Parsing data from untrusted Java serialized object

762 Views Asked by At

I need to parse untrusted Java serialized objects. The data is given to me as a byte array (written at some point by ObjectOutputStream).

I do not want to simply call ObjectInputStream.readObject() and/or load the actual object. I am looking for a way to safely parse the bytes and grab field names & values.

--

Here's a little summary of my attempt so far, after taking a look at the ObjectInputStream procedure for deserializing objects.
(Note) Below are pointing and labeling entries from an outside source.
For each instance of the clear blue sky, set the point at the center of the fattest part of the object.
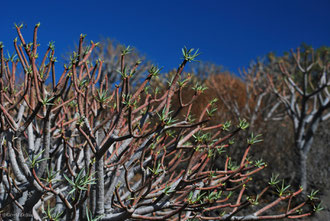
(228, 32)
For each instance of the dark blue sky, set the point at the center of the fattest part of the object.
(229, 33)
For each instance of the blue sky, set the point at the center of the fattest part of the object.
(228, 33)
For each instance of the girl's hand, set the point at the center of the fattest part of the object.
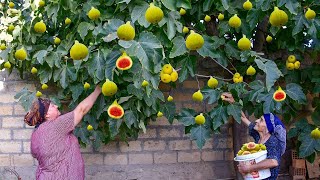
(227, 97)
(244, 117)
(243, 168)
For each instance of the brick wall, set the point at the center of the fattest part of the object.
(164, 152)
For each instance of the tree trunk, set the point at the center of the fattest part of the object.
(238, 133)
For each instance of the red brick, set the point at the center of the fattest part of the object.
(86, 149)
(151, 133)
(212, 155)
(175, 132)
(140, 158)
(228, 155)
(18, 110)
(12, 122)
(113, 159)
(10, 147)
(133, 146)
(207, 145)
(5, 134)
(7, 98)
(6, 110)
(165, 158)
(225, 143)
(26, 147)
(179, 145)
(93, 159)
(22, 134)
(110, 147)
(160, 121)
(22, 160)
(154, 145)
(5, 160)
(188, 157)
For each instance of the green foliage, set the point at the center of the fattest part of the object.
(157, 44)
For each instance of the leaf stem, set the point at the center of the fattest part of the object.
(205, 76)
(222, 66)
(198, 82)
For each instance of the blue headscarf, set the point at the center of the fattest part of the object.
(276, 128)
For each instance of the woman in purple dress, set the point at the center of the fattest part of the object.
(267, 130)
(53, 143)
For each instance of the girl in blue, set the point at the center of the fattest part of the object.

I have tried to extract field types/names (as unicode strings) recursively based on expected stream constants. I end up with a list of field names whose values should appear in the byte array in order. I am uneasy about this approach because it is probably buggy. Especially accommodating for what seems to be individual serialization protocols followed by HashMap, ArrayList, etc. But it might work, if I can figure out a way to read the bytes that represent field values:

I can try to read and store primitives based on size/offset, but when I encounter my first object, it gets a bit more complicated -- there is no clear way to distinguish between which bytes are associated with which values anymore (without actually loading the object in the way that ObjectInputStream probably does?).

--

Can anyone suggest either a potential solution that I'm obviously looking past, or a trusted library that can help parse the serialized data without loading objects?

Thank you for reading, and for all comments/suggestions!!! I apologize if something is unclear and I would be happy to clarify if you bear with me.

1

There are 1 best solutions below

2
user207421 On

You can't do this in principle. Any Java class can take over its own Serialization and write arbitrary data to the stream that only it knows how to parse and reconstruct, via code that is only invoked during deserialization.